The FDA has unveiled new global strategies designed to ensure the safety of imported food and drugs. The new strategies also are expected to speed the process and improve information sharing.
The new strategy is designed to aid with the rapidly rising number of FDA-regulated imports and is addressed in a report called the "Pathway to Global Product Safety and Quality." In addition to an increase in finished imported products, manufacturers are increasingly using imported materials and ingredients in U.S. production facilities, making the distinction between domestic and imported nearly obsolete.
"FDA regulated drug imports have quadrupled since the year 2000."
The FDA is taking several steps to protect U.S. consumers including partnering with its counterparts worldwide to ensure product safety and quality, developing international data information systems and networks and increasing the sharing of data and regulatory resources across world markets.
FDA officials also plan to increase information gathering and analysis capabilities with an increased focus on risk analytics and information technology and the organization will increasingly allocate FDA resources based on risk.
The new steps build on previous strategies including the FDA's increase in the number of foreign drug manufacturing inspections by 27 percent between 2007 and 2009 and the opening of numerous international offices. The FDA has also collaborated with the European Union and Australia on drug inspections and worked to homogenize aspects of drug regulation.

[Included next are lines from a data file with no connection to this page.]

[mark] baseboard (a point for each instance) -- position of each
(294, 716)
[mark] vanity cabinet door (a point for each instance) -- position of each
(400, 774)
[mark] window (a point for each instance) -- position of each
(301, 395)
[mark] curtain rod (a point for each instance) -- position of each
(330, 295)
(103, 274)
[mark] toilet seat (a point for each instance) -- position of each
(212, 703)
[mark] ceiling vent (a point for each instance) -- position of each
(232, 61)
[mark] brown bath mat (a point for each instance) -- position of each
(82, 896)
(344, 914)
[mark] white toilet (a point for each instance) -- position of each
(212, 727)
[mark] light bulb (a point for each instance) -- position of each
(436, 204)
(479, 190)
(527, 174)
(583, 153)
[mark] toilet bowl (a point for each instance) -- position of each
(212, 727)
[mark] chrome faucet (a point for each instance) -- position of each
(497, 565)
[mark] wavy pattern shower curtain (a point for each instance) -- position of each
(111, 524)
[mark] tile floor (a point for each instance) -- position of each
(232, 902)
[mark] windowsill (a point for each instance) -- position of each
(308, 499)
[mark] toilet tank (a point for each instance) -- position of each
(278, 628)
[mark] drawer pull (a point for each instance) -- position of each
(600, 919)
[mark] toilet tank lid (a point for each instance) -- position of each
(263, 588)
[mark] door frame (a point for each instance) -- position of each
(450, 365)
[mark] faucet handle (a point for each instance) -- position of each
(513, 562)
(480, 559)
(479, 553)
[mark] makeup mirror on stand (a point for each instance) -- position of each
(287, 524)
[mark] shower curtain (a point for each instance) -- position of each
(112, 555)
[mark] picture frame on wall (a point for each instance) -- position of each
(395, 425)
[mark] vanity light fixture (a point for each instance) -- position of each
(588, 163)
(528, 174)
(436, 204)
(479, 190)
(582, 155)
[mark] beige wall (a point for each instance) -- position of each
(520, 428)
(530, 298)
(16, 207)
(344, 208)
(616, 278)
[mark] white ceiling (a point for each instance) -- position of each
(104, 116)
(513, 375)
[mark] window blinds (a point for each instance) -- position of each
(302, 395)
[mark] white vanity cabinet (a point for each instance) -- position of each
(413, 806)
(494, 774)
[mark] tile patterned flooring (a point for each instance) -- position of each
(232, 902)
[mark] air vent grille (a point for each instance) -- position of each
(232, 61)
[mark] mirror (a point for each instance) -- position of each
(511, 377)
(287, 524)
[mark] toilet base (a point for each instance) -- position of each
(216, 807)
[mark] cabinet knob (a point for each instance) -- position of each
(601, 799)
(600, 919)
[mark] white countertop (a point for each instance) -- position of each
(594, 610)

Additionally, the FDA is broadening its food safety efforts under the FDA Food Safety Modernization Act, a new law that creates a new food safety system with preventative controls and which also allows the FDA to hold suppliers responsible for safety violations and food borne illness.

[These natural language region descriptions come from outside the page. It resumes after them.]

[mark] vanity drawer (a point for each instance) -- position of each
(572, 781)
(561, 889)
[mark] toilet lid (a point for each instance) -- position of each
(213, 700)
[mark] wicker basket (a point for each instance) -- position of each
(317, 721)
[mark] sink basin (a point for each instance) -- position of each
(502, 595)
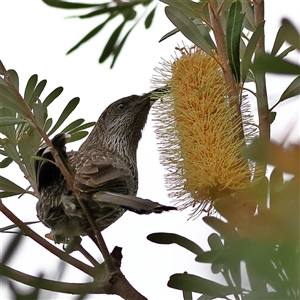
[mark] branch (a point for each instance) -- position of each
(50, 285)
(222, 53)
(260, 78)
(66, 173)
(37, 238)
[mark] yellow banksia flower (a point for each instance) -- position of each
(198, 131)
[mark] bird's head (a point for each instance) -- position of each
(119, 128)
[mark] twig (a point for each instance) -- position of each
(37, 238)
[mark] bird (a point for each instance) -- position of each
(104, 169)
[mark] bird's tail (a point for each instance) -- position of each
(132, 203)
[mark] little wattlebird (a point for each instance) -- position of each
(105, 173)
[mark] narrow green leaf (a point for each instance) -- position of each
(30, 87)
(70, 5)
(11, 151)
(14, 77)
(149, 19)
(26, 151)
(14, 226)
(250, 50)
(285, 52)
(171, 238)
(187, 295)
(39, 112)
(109, 47)
(8, 186)
(78, 136)
(249, 14)
(8, 194)
(5, 162)
(188, 28)
(167, 35)
(82, 127)
(11, 247)
(66, 112)
(193, 283)
(37, 92)
(92, 33)
(215, 242)
(8, 131)
(73, 125)
(188, 8)
(117, 51)
(48, 124)
(292, 35)
(112, 9)
(52, 96)
(292, 90)
(10, 101)
(221, 227)
(5, 121)
(268, 63)
(233, 37)
(272, 116)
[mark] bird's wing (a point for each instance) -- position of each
(132, 203)
(101, 171)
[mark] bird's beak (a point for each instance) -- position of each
(156, 94)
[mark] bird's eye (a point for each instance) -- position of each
(121, 106)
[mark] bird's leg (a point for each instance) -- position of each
(75, 245)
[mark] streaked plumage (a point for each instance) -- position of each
(105, 172)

It also includes new inspection mandates, such as the inspection of more than 19,000 foreign food facilities in the year 2016.
The act also stipulates that importers now have an obligation to verify the safety of the food they bring into the United States. The FDA also is establishing a program for qualified third parties to certify that foreign food facilities are in compliance with U.S. requirements with the option to require certification.